Opinion
May 6, 1964
William M. Mullooly for plaintiff.
William V. Armstrong for defendant.
Plaintiff's motion to strike the defendant's answer for failure to appear for an examination before trial pursuant to notice is denied.
Although the motion is unopposed, the relief sought must be denied since it is no longer available in the first instance under 3126 CPLR.
That section states that such a penalty may be invoked only when a party "refuses to obey an order for disclosure or wilfully fails to disclose information which the court finds ought to have been disclosed".
In the context I construe the first part of this quotation to deal with attending the examination and the second part to deal with conduct during the examination itself.
The failure to include in the new law that portion of section 299 of the Civil Practice Act which specifically cloaked a "notice" with the force of an "order", must be regarded as deliberate.

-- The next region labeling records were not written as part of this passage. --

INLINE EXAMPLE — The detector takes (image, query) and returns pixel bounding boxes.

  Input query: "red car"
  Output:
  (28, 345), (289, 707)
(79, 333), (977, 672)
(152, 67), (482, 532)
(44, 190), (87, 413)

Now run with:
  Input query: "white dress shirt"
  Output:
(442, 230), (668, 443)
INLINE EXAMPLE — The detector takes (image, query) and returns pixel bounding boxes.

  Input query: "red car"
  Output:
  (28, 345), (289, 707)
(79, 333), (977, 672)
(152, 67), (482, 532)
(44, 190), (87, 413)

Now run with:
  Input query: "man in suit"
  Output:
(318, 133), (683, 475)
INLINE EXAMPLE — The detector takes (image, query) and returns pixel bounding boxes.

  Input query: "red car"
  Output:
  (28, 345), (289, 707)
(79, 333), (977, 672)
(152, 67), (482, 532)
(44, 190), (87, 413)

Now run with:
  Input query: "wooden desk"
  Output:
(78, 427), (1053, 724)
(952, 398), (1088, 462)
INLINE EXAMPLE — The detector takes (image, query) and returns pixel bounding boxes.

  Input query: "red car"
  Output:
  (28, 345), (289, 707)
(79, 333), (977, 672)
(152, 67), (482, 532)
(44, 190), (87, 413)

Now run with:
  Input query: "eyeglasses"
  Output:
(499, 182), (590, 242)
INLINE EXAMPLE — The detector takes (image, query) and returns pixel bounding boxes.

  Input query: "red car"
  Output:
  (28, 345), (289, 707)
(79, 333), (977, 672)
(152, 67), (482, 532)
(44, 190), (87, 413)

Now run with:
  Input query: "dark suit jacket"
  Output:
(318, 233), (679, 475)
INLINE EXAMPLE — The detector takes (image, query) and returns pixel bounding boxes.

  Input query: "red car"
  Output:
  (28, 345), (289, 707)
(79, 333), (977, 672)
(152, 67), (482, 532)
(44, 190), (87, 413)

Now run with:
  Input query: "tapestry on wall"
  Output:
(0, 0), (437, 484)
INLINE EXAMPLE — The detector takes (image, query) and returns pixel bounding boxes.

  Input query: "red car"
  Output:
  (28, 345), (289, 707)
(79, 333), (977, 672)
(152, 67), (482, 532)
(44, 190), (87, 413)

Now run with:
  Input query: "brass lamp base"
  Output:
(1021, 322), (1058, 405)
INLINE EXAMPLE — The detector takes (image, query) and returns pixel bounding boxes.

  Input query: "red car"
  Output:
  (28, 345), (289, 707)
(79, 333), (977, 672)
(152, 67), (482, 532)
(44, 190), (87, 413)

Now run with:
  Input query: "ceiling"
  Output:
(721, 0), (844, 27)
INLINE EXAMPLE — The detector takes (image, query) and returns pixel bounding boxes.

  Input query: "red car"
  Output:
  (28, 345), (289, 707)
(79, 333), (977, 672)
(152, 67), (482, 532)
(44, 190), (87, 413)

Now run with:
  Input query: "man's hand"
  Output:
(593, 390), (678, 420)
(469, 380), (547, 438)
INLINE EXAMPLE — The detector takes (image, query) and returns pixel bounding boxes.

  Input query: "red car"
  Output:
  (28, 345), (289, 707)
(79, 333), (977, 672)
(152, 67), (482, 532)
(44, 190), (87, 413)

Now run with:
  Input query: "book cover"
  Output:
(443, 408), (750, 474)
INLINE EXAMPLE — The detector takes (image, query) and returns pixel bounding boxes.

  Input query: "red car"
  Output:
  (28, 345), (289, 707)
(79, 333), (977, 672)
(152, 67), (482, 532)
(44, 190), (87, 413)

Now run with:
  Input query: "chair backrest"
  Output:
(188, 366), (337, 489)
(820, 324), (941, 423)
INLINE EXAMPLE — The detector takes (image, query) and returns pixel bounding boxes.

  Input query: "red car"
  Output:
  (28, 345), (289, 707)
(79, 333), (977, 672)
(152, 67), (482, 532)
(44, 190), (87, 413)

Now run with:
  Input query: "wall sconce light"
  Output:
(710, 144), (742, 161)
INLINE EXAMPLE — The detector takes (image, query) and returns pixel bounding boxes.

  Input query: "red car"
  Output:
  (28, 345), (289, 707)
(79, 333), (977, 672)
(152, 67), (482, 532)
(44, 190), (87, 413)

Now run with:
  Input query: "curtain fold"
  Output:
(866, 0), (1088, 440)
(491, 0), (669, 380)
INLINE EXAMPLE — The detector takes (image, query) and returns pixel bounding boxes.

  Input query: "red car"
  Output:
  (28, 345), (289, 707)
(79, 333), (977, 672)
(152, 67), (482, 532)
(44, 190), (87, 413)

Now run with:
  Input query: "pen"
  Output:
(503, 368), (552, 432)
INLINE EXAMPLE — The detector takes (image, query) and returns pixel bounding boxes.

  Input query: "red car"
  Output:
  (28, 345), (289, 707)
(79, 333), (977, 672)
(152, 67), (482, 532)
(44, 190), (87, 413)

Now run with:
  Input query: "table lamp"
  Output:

This accords with the notes on this section to be found in the First Preliminary Report of the Temporary Commission on the Courts (N.Y. Legis. Doc., 1957, No. 6[b], p. 159) wherein it is stated: "This rule is based on Federal rule 37 (b). Under section 299 of the civil practice act, if a party ignores a notice, his pleading may be stricken on motion. Under the proposed rule, the court will, on motion, make a conditional order that if the party does not appear or does not answer certain questions the penalties in (1) to (3) will automatically be visited upon him."
It is further stated: "The phrase `willfully fails to reveal information which the court finds ought to have been revealed' provides a sanction for rule 34.19".
Rule 34.19 of the report which became 3134 CPLR deals with answers to interrogatories.
This too I think is indicative of the fact that "wilful" has to do with answering questions rather than with attendance at an examination.